PEKIN — Jill Davis-Forgy’s battle with scoliosis over the past three decades has given her firsthand insight into the challenges of living with the condition and the importance of early detection.

“Early detection is so important,” said Davis-Forgy. “I pray one day they will be able to cure (scoliosis) as soon as it is diagnosed. I’ve talked to many people in situations like mine, or even worse, and my heart goes out to all of them.”

The Mayo Clinic in Rochester, Minn., defines scoliosis as a sideways curvature of the spine that occurs most often during the growth spurt just before puberty. 

“It’s important to detect it early because if it’s caught at the right time, there are conservative treatments that can stop it from getting worse,” said Dr. Jeff Akeson, chairman of the Orthopedics Department at OSF St. Francis. “The time to catch it is age 9 to 11. That’s when it starts to appear. 

Most cases are mild, correctable by wearing back braces, Akeson added. However, some children develop spine deformities that continue to get more severe as they grow. Davis-Forgy’s case proved to fall into the latter category. 

“I wore a back brace going through puberty to stop the progression of my curvature,” she said. “My spine stayed at bay with only a couple of degrees increasing until around my early to mid-30s. I noticed my hip protruding worse, and I couldn’t cope as well with being on my feet all day, work and caring for my children.”

Anti-inflammatory medication, a regimen of special stretches, and therapy helped Davis-Forgy, now 48, maintain her quality of life until a few years ago, when her scoliosis took a dramatic turn for the worse. She has a curvature over a 75-angle of her spine.

“In February, I lost 25 pounds, making my weight 80 pounds,” she said. The pressure of my spine on my mid-esophagus has made it a struggle to eat. Most days, especially with the colder weather, the left side of my back swells up after being on my feet for only 15 minutes.”

Davis-Forgy’s long battle with scoliosis has brought her not only physical pain, but emotional turmoil as well. When her condition worsened, she said, she was forced to quit working, which was damaging both to her sense of self-worth and her family’s income. 

“It’s also hard not being able to make plans with loved ones for the foreseeable future,” Davis-Forgy added. “Scoliosis has taken over 60 percent of my quality of life. I’ve been sent to various surgeons, to no avail.”

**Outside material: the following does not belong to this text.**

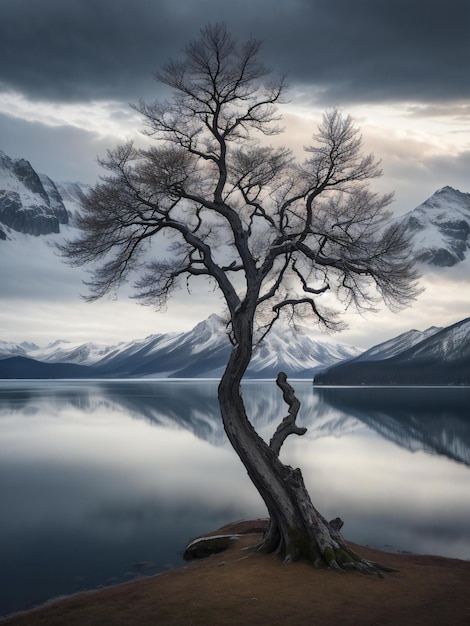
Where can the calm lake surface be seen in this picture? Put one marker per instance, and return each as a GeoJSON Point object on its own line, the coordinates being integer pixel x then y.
{"type": "Point", "coordinates": [105, 481]}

Informed that her last hope of correcting her spine was with the Mayo Clinic, Davis-Forgy submitted her medical information to the facility and managed to make an appointment for late November. Unfortunately, the OSF Lifeline helicopter that was to fly her to Minnesota for the appointment was grounded due to inclement weather. She is hoping to reschedule her appointment but is waiting until the end of winter and a break in the weather. Meanwhile, she has already made plans on what she will do when her health is restored.

“I want to go around to local schools and talk about scoliosis awareness,” Davis-Forgy said. “It’s crucial to test children for scoliosis early because now it can be detected at an earlier age through screening. There are 16 states that require scoliosis screening when a child goes to school. Illinois is not one of them, so you have to be sure to mention the screening to your doctor.”